# How big do you think my puppy will get?



## PitbullDiva (Aug 28, 2011)

I have been bugging my husband worrying about how Bruno will look at a year old he is 6 months now and weighs 53lbs. I recently got him Neutered on 2/3/12 and asked the vet tech if she thought his head was going to bulk out and get a little taller etc, she said she thinks he isn't so I am all worried now about his size and driving my husband insane. What do you all think about how big he will end up? I know it's hard to say but would like some feedback from fellow owners. Here is a couple of current pictures of him. Also Here is a picture of his dad, I guess he was bigger weighed about 90lbs.


----------



## PitbullDiva (Aug 28, 2011)

And a picture of of his Dad.


----------



## Celestial88 (Mar 14, 2011)

He's already really big for a APBT, they're around 30-60 for the most part. There isn't really any accurate way to tell yuh, you just have to see what his genes give you. His dad looks more bully.


----------



## PitbullDiva (Aug 28, 2011)

Celestial88 said:


> He's already really big for a APBT, they're around 30-60 for the most part. There isn't really any accurate way to tell yuh, you just have to see what his genes give you. His dad looks more bully.
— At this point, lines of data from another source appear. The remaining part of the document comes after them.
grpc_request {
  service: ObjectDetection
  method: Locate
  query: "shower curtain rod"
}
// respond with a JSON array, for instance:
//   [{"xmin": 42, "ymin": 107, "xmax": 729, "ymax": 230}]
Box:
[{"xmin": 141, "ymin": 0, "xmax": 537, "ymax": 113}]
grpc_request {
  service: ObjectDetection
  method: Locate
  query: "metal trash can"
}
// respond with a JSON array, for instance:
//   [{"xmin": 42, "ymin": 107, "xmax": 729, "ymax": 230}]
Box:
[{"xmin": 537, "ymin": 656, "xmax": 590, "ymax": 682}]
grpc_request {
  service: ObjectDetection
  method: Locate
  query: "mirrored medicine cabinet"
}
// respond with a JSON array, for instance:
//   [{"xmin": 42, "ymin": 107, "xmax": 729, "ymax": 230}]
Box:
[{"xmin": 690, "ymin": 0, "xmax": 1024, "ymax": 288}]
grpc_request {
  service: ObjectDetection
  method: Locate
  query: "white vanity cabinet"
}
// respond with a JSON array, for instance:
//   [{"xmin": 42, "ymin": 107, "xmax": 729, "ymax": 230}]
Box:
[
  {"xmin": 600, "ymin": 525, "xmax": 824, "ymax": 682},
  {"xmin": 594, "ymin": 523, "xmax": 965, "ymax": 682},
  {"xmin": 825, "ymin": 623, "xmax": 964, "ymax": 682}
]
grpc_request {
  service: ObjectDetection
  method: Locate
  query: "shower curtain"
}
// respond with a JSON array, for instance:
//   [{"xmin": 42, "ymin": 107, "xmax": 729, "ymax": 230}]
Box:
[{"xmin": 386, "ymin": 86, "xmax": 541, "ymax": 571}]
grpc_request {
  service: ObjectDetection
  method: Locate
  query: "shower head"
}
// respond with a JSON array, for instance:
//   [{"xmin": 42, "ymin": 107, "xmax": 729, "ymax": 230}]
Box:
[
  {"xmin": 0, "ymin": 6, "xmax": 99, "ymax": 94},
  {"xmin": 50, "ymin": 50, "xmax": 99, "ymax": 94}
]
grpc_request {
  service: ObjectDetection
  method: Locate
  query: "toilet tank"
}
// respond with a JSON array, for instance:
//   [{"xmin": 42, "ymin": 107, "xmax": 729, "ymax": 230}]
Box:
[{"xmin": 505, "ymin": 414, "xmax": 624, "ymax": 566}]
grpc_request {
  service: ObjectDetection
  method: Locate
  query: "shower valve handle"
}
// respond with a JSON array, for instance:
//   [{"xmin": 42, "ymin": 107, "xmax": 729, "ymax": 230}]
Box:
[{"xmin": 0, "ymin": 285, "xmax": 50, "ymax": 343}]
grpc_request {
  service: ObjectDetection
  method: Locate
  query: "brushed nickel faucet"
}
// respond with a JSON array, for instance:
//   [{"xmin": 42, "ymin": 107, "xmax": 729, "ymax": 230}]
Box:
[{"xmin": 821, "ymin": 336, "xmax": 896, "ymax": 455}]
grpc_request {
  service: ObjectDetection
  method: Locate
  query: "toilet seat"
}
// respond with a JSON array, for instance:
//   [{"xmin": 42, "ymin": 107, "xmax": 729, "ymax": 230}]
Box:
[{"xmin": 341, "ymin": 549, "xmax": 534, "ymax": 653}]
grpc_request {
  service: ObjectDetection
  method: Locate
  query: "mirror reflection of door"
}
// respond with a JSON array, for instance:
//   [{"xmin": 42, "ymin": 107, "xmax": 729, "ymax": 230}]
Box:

what do you think he is if he looks to big for an APBT?


----------



## Celestial88 (Mar 14, 2011)

Do you happen to know his pedigree? Can't tell for sure without papers, there are very large Pit Bull dogs bred for weight pulling and such that had mastiff mixed in years back.


----------



## PitbullDiva (Aug 28, 2011)

Celestial88 said:


> Do you happen to know his pedigree? Can't tell for sure without papers, there are very large Pit Bull dogs bred for weight pulling and such that had mastiff mixed in years back.


I don't


----------



## SMiGGs (Jul 6, 2011)

i dont think he will get any taller. wider and thicker yes. His head piece needs to split a bit more.


----------



## PitbullDiva (Aug 28, 2011)

SMiGGs said:


> i dont think he will get any taller. wider and thicker yes. His head piece needs to split a bit more.


So he still has growing to do then? he is only 6 months old they say a puppy doesn't stop growing till their about a year old? up:


----------



## Celestial88 (Mar 14, 2011)

From my experience dogs seem to stop filling out around 2 years old.


----------



## PitbullDiva (Aug 28, 2011)

He is currently eating Nature's Recipe Large Breed Puppy, is there any better food that he should be on? I tried Blue Buffalo already and it was really rich for him and he didn't like it.


----------



## PitbullDiva (Aug 28, 2011)

Celestial88 said:


> From my experience dogs seem to stop filling out around 2 years old.


He does look like a Pit Bull though rite?


----------



## Blue_Nose_Bella (Jan 16, 2011)

PitbullDiva said:


> He does look like a Pit Bull though rite?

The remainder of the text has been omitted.